After MAS returned to power with Arce’s 2020 election, the party began prosecuting coup leaders for human rights violations, terrorism, and corruption during the short-lived regime. In 2021, free from threat of prosecution by the Áñez government, one of the election officials involved in the TREP delay condemned the OAS’s handling of the audit and initial refutation of election results.
The State Department report cites the resignation of this official, vice president of Bolivia’s electoral board Antonio Costas, as another reason to doubt the election results. But Costas has said he resigned due to the overwhelming evidence that Morales’s jump in the polls was legitimate, telling a Bolivian outlet: “The reason why I resigned was because the TREP was interrupted and I said at the time that I did not find any situation that calls attention after the verification that I did. I also stated this to the Observation Mission that I met with two days after my resignation. … I told them: “Look, here is the analysis of almost 14,000 tally sheets, comparing the TREP and the calculation, and I don’t find any big differences that could be relevant.”

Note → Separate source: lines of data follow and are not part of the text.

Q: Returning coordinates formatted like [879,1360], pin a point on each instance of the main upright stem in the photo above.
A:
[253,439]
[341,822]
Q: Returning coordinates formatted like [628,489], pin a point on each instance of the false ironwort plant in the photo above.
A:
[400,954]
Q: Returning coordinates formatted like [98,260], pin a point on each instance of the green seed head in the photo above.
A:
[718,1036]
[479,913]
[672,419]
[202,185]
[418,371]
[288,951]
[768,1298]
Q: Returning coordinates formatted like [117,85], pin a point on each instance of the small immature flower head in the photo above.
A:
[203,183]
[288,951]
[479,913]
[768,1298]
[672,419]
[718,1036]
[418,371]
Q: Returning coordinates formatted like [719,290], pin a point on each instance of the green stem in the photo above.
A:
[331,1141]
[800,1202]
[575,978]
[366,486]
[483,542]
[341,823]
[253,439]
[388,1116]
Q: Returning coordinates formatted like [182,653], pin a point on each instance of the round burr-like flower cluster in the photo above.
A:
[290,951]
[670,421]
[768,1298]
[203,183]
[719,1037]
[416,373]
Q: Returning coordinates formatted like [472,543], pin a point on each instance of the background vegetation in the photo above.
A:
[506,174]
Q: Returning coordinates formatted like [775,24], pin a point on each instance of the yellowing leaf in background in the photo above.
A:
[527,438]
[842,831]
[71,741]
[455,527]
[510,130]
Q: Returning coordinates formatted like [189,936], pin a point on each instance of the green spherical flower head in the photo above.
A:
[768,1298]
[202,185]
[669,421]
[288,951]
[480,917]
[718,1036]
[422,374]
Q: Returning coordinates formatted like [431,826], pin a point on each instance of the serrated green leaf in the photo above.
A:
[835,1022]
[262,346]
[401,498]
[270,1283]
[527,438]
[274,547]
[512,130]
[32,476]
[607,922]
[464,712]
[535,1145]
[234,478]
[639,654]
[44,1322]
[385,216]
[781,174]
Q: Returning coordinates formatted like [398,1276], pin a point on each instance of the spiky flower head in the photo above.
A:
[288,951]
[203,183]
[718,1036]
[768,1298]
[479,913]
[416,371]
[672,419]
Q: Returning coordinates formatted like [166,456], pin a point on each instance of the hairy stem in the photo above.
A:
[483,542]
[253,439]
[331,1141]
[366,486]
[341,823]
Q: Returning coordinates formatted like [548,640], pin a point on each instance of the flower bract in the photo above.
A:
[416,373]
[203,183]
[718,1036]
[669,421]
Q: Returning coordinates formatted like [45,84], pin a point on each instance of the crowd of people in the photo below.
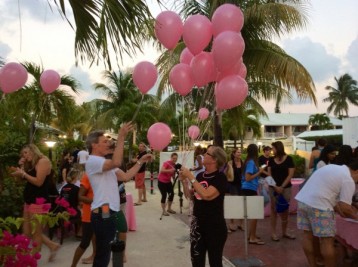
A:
[94,188]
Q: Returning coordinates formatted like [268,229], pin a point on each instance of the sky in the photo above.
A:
[328,47]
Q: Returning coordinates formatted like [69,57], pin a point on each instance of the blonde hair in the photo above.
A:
[73,175]
[36,156]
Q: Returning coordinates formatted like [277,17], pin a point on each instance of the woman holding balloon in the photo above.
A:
[208,231]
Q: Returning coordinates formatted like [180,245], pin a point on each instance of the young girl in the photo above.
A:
[250,184]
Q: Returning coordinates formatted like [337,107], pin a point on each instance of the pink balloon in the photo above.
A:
[227,17]
[13,76]
[228,48]
[186,56]
[197,33]
[50,80]
[230,92]
[203,114]
[243,70]
[181,78]
[168,29]
[235,70]
[203,69]
[159,136]
[193,132]
[145,75]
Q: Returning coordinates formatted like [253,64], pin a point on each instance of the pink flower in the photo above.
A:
[46,207]
[71,211]
[40,200]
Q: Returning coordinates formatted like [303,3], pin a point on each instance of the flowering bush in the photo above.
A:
[17,250]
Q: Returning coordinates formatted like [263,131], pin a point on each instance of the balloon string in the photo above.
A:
[137,110]
[42,108]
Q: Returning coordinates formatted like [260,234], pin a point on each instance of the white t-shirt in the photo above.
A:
[104,183]
[82,156]
[197,165]
[320,164]
[327,186]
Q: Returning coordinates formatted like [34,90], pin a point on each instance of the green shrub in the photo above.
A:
[11,198]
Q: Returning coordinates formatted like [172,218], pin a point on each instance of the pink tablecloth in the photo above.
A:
[296,182]
[347,232]
[130,213]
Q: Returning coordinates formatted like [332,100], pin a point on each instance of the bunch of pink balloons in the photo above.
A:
[159,136]
[145,75]
[223,64]
[13,76]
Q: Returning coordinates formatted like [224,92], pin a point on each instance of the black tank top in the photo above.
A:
[32,192]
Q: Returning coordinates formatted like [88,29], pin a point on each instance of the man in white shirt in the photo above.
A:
[82,157]
[330,189]
[103,175]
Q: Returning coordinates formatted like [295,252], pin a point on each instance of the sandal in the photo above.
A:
[288,236]
[171,211]
[275,238]
[257,242]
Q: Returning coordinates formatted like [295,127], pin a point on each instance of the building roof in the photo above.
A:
[294,119]
[320,133]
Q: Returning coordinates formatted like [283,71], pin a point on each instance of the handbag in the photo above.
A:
[229,172]
[281,203]
[263,191]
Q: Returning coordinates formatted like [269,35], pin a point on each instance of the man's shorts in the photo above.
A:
[121,222]
[321,223]
[139,180]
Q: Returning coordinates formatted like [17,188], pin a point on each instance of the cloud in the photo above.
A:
[314,57]
[87,93]
[352,58]
[44,11]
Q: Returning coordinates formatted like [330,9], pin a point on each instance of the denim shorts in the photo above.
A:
[321,223]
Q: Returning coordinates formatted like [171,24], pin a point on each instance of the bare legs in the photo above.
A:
[326,246]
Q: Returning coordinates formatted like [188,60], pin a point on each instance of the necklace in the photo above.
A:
[211,175]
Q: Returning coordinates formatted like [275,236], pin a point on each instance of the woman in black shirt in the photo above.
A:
[281,168]
[208,230]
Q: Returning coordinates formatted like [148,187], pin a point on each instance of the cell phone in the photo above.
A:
[105,211]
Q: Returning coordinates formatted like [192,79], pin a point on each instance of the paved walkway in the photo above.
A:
[155,243]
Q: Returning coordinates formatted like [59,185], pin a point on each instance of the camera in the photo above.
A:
[177,166]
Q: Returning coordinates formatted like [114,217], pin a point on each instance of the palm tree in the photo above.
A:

A peer-reviewed study in the American Journal of Politics examining the Bolivian election disproved the same claim of election tampering made by Trump during the 2020 presidential elections: namely, that shifts in late-counted votes, like what occurred in Pennsylvania, are a legitimate basis for accusations of fraud and vote manipulation.
While Biden has diligently condemned accusations of election stealing in the U.S., in the case of Bolivia, his administration seems less keen on applying the same standard abroad.
“When late-counted votes delivered a narrow victory for the incumbent, fraud accusations followed — with dramatic political consequences. But we find that the vote-share trend can be explained without invoking fraud and that the allegedly suspicious shift in late-counted votes was actually an artifact of methodological and coding errors on the part of electoral observers,” the study states. And while Biden has diligently condemned accusations of election stealing in the United States, in the case of Bolivia, his administration seems less keen on applying the same standard abroad.
“For decades, the U.S. has understood the OAS as a primary instrument for the maintenance of the Monroe Doctrine,” said Adler. “Morales had been an opponent not just of U.S. domination of Bolivia but of the hemisphere at large, and these questions of fraud and interference in the 2019 election were fertile ground for an OAS-backed political intervention, and so the stars aligned for the U.S. to mobilize.”